« Je vous le reconfirme, il n’y aura pas de vaches », a déclaré le président du Salon international de l’agriculture (Sia), Jérôme Despey, lors d’une conférence de presse, le mardi 10 février 2026. Malgré la demande d’Emmanuel Macron de réexaminer l’interdiction des bovins au Salon, l’organisateur du Sia a botté en touche en rappelant qu’il continuera à « respecter le choix » des organismes de sélection des races bovines.

Pas de vaches, mais la présence des politiques sera sûrement importante. Après plusieurs semaines de colère agricole, les syndicats attendent toujours des annonces concrètes. Ainsi, les organisateurs du Sia se préparent à « encadrer » les visites politiques. Arnaud Lemoine, directeur du Ceneca, a pourtant insisté sur le fait que le salon devait rester un événement à destination du grand public et non pas un « salon des politiques ».

Les organisateurs de l’évènement ont détaillé leurs mesures. Pour faire cohabiter au mieux politiques et visiteurs, une charte régit les plus de 80 visites institutionnelles. Celle-ci prévoit des délégations de 25 personnes au maximum ou des horaires aménagés. Le tractage et les manifestations sont interdits. Le Salon est « un lieu de débats, pas de combats », a précisé Arnaud Lemoine, directeur du Ceneca, organisme propriétaire de l’évènement.

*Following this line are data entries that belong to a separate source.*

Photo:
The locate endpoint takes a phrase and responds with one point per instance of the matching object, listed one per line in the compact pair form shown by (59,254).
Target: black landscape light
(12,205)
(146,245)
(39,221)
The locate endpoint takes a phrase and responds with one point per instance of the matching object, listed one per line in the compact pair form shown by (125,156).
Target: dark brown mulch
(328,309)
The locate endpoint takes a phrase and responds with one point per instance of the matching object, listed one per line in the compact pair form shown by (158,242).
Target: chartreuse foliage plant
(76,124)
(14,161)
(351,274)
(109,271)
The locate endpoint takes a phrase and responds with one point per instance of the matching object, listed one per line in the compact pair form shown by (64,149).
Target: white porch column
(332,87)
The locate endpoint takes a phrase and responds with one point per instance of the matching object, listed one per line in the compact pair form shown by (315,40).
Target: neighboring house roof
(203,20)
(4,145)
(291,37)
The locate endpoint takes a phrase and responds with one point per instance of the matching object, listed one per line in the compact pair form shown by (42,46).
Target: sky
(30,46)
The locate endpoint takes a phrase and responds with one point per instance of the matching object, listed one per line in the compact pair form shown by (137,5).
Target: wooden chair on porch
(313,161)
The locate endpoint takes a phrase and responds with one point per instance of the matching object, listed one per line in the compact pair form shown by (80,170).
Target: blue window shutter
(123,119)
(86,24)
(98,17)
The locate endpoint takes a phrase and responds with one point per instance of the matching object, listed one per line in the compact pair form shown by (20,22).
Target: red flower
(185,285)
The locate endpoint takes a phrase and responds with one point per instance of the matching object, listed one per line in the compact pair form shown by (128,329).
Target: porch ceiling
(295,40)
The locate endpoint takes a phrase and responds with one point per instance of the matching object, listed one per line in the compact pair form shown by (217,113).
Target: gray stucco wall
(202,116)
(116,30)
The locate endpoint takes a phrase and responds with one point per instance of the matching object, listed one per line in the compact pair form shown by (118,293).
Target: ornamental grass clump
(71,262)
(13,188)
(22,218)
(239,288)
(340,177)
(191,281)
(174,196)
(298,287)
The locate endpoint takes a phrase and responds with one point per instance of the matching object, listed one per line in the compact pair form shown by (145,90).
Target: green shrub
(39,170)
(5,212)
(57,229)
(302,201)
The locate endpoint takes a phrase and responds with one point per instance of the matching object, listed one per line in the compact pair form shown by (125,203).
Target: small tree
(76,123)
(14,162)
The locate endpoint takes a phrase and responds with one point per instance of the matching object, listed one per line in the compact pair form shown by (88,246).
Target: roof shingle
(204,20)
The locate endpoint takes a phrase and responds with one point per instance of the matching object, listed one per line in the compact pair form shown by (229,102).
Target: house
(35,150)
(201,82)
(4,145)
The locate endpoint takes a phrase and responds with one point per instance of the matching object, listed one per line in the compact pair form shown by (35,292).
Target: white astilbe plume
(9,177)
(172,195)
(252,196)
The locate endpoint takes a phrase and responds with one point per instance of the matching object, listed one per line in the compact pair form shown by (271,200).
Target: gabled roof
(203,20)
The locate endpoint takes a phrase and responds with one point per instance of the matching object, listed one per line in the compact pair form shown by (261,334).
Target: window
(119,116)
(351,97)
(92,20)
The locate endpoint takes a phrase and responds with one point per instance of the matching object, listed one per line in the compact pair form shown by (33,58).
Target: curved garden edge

Pas seulement un « salon des politiques »

Pour préserver l’esprit de « convivialité » du Salon, Arnaud Lemoine a également insisté sur le fait que le Sia devrait rester un événement grand public et non pas un « salon des politiques ». « Tout le monde a sa place au Salon dans le calme et la sérénité. »

Malgré tout, ces derniers temps, les appels au boycott de l’évènement se multiplient. Plusieurs conseils départementaux et chambres d’agriculture ont indiqué ne pas se rendre au Sia, pour plusieurs raisons, en partie politiques.

De son côté, la Confédération paysanne a indiqué ne pas participer à l’inauguration présidentielle de l’évènement, samedi 21 février, dénonçant un « show » déconnecté du terrain. Le syndicat met en cause la stratégie d’abattage face à la dermatose nodulaire contagieuse (DNC) et l’absence de mesures structurelles pour les paysans.

Le hall 1 restructuré

Pour l'édition de 2026, l’organisation du Sia s’adapte à la situation sanitaire actuelle. Le hall 1, dont une grande partie est habituellement consacrée des vaches, sera restructuré. Le ring central accueillera des démonstrations d’animaux, des concours et des spectacles équestres. Des créneaux seront également réservés aux organismes de sélection des races bovines. Ils pourront présenter des produits, des films ou encore des duplex en direct depuis des fermes. Deux autres rings mettront à l’honneur les concours porcins et ovins. Pour rappel, les volailles seront aussi absentes du Sia, comme c’est le cas depuis 2019 en raison de la grippe aviaire.

Par ailleurs, le hall 2 du parc des expositions de la Porte de Versailles sera entièrement réservé à « l’agri’culture ». Un cinéma, une librairie mais aussi une exposition d’objets insolites prendront place dans cet espace. Les visiteurs pourront aussi assister à des concerts de musiques folkloriques ou pastorales.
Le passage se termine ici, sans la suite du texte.